D.W. : Bien sûr ! Le colloque est aussi le lieu d’une prise de parole, où tout ressort. Et c’est normal. Notamment en ce qui concerne les visas : il n’y a pas de mondialisation sans liberté de circulation, non seulement pour les marchandises, mais aussi pour les hommes. Comment se fait-il que les seuls qui sont aujourd’hui admis à circuler librement sont les hommes d’affaires ? Il faut évidemment aller au-delà. Il est urgent que la France, en particulier, fasse son « aggiornamento » pour échapper au « karcher » culturel, et pour respecter la richesse de tous ses enfants. Par exemple, je suis pour une coopération transnationale entre les universités, des échanges de programmes et d’étudiants, bref, pour un Erasmus francophone...

 

fff : Devra-t-il aussi y être question du réseau culturel français à l’étranger ?

D.W. : C’est un paradoxe pathétique : au moment où il faut s’ouvrir à la mondialisation, on réduit la voilure de nos services dans un réseau constitué depuis un siècle, qui était l’un des meilleurs au monde ! On marche sur la tête ! Jamais l’universalisme que porte la Francophonie n’avait plus de chances d’être entendu et c’est alors qu’on réduit la politique culturelle extérieure ! L’argument économique avancé ne fait que traduire une absence de volonté de l’ensemble de la classe politique. Comment se battre pour la diversité culturelle et ne pas réaliser l’importance d’une politique culturelle extérieure et d’une place plus grande faite à la Francophonie ?

 

ff : Accepterez-vous que les débats débordent du périmètre culturel ?
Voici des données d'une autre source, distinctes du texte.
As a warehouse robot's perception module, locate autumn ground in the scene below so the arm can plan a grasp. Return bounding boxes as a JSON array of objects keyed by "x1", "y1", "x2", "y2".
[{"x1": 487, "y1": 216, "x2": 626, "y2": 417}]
D.W. : Historiquement, la Francophonie s’est installée avec la langue. Ensuite elle a pris en compte les droits de l’homme, puis le développement durable et enfin, comme on le constatera à Bucarest lors du prochain sommet, l’éducation. Bref, on voit l’élargissement et les liens avec les Pays les Moins avancés. Mais la Francophonie est aussi constituée par des pays riches. Elle est Nord-Sud et Est-Ouest. Sa diversité doit aussi s’inscrire dans l’économie, y compris celle des nations les plus développées. Il ne faut pas que les Francophones se marginalisent en tournant le dos à l’entreprise. Cela reviendrait à laisser les multinationales aux mains des seuls américains, ou, pire, les singer en adoptant par exemple l’anglais dans une PME dans l’espoir de lui conférer un « look » cosmopolite ! Or, Danone ne ressemble pas à Exxon. Des entreprises françaises, canadiennes, marocaines, n’ont aucunement lieu de se fondre dans un commun conformisme conçu dans le Middle-West. La mondialisation des marchés ne doit pas gommer les identités économiques où la Francophonie a toute sa place. Il existe bel et bien un style de gestion francophone qu’il nous faut défendre. Sinon, on court le risque, en France et en Europe, de voir l’anti-américanisme se muer en un anti-occidentalisme encore plus lourd à gérer...

* Auteur de nombreux ouvrages, Dominique Wolton publiera au mois de mars prochain Demain la Francophonie. Pour une autre mondialisation, chez Flammarion. Par ailleurs, il a dirigé le collectif de Mondes francophones. Auteurs et livres de langue française, Edité par l’ADPF/ministère des Affaires Étrangères.